先日、友人とコメダの新作デザートを食べに行くことになったんだ。

待ち合わせは駅。先に着いて待っていると、待ち合わせ時間ギリギリになって友人が小走りでやってきた。

日照りの中を走って来きたのかグレーのシャツには黒い汗染みがびっしりと広がって見え、ベージュチノパンは皺が目立っていた。

友人は、俗にいう弱者男性だ。

40過ぎにも関わらず女性との恋愛経験がなく、おなかはでっぷりとして身なりに気を使うこともない。

そろそろ自分を省みた方がいいんじゃないか?と以前アドバイスしたことがある。

だが友人は「別にもういいよ、諦めてるから」といって聞く耳を持たなかった。

そんな友人と電車に乗ると幸い二人分の席が空いていて、俺たちは並んで座った。

次の駅に着くと妊婦さんらしきお腹の大きい女性が乗り込んできて、それを見た友人がさっと席を立った。

おおやるじゃん、と思っていると女性はお礼を言うこともなくムスッとした表情のまま友人が座っていた場所に腰を下ろした。

え?お礼の一言もないの?と思って女性を見ると視線に気づいたのかチッと舌打ちし、顔を逸らした。

まりの態度の悪さに正直腹が立ったが、友人を見ると全く怒っている様子はない。

その後電車を降りると「さっきの女性酷かったよな」とすぐに声をかけた。

だが友人は「そういうことを言うもんじゃないよ」と逆に俺を咎めてきた。

当然俺はすぐに反論した。

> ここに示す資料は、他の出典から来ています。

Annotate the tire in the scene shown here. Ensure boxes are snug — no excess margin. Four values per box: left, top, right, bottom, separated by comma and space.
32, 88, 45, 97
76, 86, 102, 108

「いやだって、どう見たって向こうの態度の方が悪いでしょ」と。

すると友人は朗々と語り出した。

だって荒んでいる時期っていうのはあるんだよ。俺だって、30過ぎの頃は彼女は居ないし安月給で金もないし人に誇れるようなことも何もなくて、正直荒んでた。

そういうときってさ、ほんとに周りが見えないんだ。人生が上手くいってないって思ったり、疲れたりしていると、周りに気を遣うのが本当に難しい。

こういうのって誰にでもあることだと思うし、少なくとも俺はそうだった。だから俺は相手に無碍にされたっていいかなって思うようにしてる。俺も一度通った道だからな。

からさ、きついことをされたときこそ優しくなろうよ。

友人は自分言葉説教臭いと思ったのか、最後には照れ臭そうに言った。

俺は友人の言葉ちょっと感動してしまった。

そして、これを機に友人を見る目が少し変わった。

というか本人には決して言えないけど心の底ではちょっと尊敬すらしていた。

弱さを優しさに変えられる人間を、俺は強いと思う。

はっきりいって友人は弱者男性だ。

素人童貞だし、デブチビで、年収は下手したら20代よりも低い。

それでも俺は、友人のことを強い人間だと思っている。